Three Steps Forward, 10 Steps Back: George Floyd's Murder and Aftermath
by John Hawkins
Five years ago George Floyd, an African American, was murdered by a white police officer in Minneapolis, Minnesota, during an arrest made after a store clerk suspected Floyd had used a counterfeit twenty-dollar bill and called the cops. When the cops arrived they pulled Floyd from his vehicle and during the arrest threw him to the ground, where officer Derek Chauvin put his knee into Floyd's neck for 8 minutes 46 seconds and ignored pleas of "I can't breathe" by the suspect. Floyd couldn't breathe, and he died. The murder was captured on phone cameras by bystanders looking on in horror. Chauvin was not long thereafter charged with murder. Other officers standing around the arrest were also charged.
This incident drew significant global media attention. First in Minneapolis, then in other American cities, then in European and Asian cities, protests erupted, with citizens chanting Floyd's name and/or shouting Black Lives Matter, and carrying signs. The BBC just recently ran a documentary of this incident and its global repercussions. Titled Backlash: The Murder of George Floyd, the documentary lucidly recalls those days of outrage, with the global protests making it clear that being Black is hazardous to your health.
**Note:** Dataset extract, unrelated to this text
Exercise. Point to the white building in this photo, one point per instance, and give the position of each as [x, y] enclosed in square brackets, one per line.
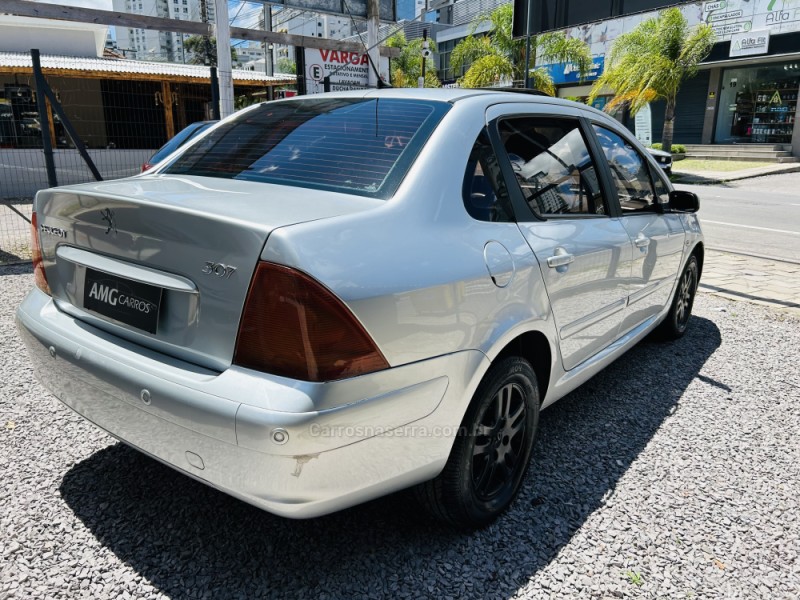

The last part of the film moves on to how things have changed for Blacks since George Floyd's murder.
Already fumbling the federal response to the just-beginning Covid-19 spread in America, President Donald Trump inflamed citizens tired of fascistic police actions and the deaths of African Americans that seem to go back decades, by essentially declaring his indifference to the human rights abuses, and urging police to "be strong" against protesters, even praising the pushback by Minnesota Governor Tim Walz who, Trump said, "knocked [protesters] out so fast it was like bowling pins." He also took the opportunity to knock left wing movements, such as Occupy Wall Street, which he boasted had been happily snuffed out by police actions.
In Britain, at that time, many Black citizens expressed concern that such depravity could happen there. Backlash does a good job from the beginning of listening to the voices of the community expressing their fears of such a possibility. The Morning Star, a left wing daily, wrote, "that there have already been publicised cases of deaths in custody and police using dangerous restraints such as chokeholds."
Police officials in Britain were interviewed and noted that differences in policing made the situation in America unique because of gun availability and long history of racial violence. But this view was soundly rejected, including by an interviewee named by George the Poet, "There are disturbing parallels between the black British experience and the African American experience. There was a young man that I was in primary school with. His name is Julian Cole. He was accosted by five officers outside of a nightclub, had his neck snapped. Guess how many convictions that that debacle ended in? None. There's been no jail time doled out for police."
A large portion of the film is devoted to the "backlash" in England to Floyd's murder by police. In Bristol, the statue of Edward Colston, 17th Century slave trader was toppled during a Black Lives Matter protest in Bristol and dumped in the harbor. And in London, a statue of Winston Churchill, a racist, was given the graffiti treatment. But there was also the backlash of defensive-minded whites who counter-protested leading to violence.
Derek Chauvin , however, was engulfed by public outrage. It had been building for a while after the wrongful deaths of other recent African American deaths by police or security, starting in the Obama administration with Trayon Martin, then Sandra Bland, Tyre Nichols, Breonna Taylor, and Eric Garner, et. al. Black Lives Matter, antifa, and woke activists demanded action against Chauvin. He was tried for murder in 2021 and sentenced to 21 years in a federal prison. In this case, justice seems to have prevailed.
However, progress has stalled. Racism is endemic and requires the same vigilance afforded future holocausts, whose mantra is Never Again. In America, the natural divisiveness of Donald Trump has returned with a vengeance in his re-ascension to the throne, as it were, of American governance. For many it is hard to believe that this twice-impeached
In his first address of his second term to Congress on March 4, 2025, Trump gave a speech in which he said, "We've ended the tyranny of so-called diversity, equity and inclusion policies, and our country will be woke no longer."
As an American it is deeply ironic that the first man to fall in the name of the nascent American Revolution was a newly freed Black man named Crispus Attucks, who was shot by 'security' forces in red coats on March 5, 1770. And it is deeply troubling to see how easily the Sons of Liberty have been transmogrified to the Sons of Anarchy, enforcers of tyranny rather than freedom.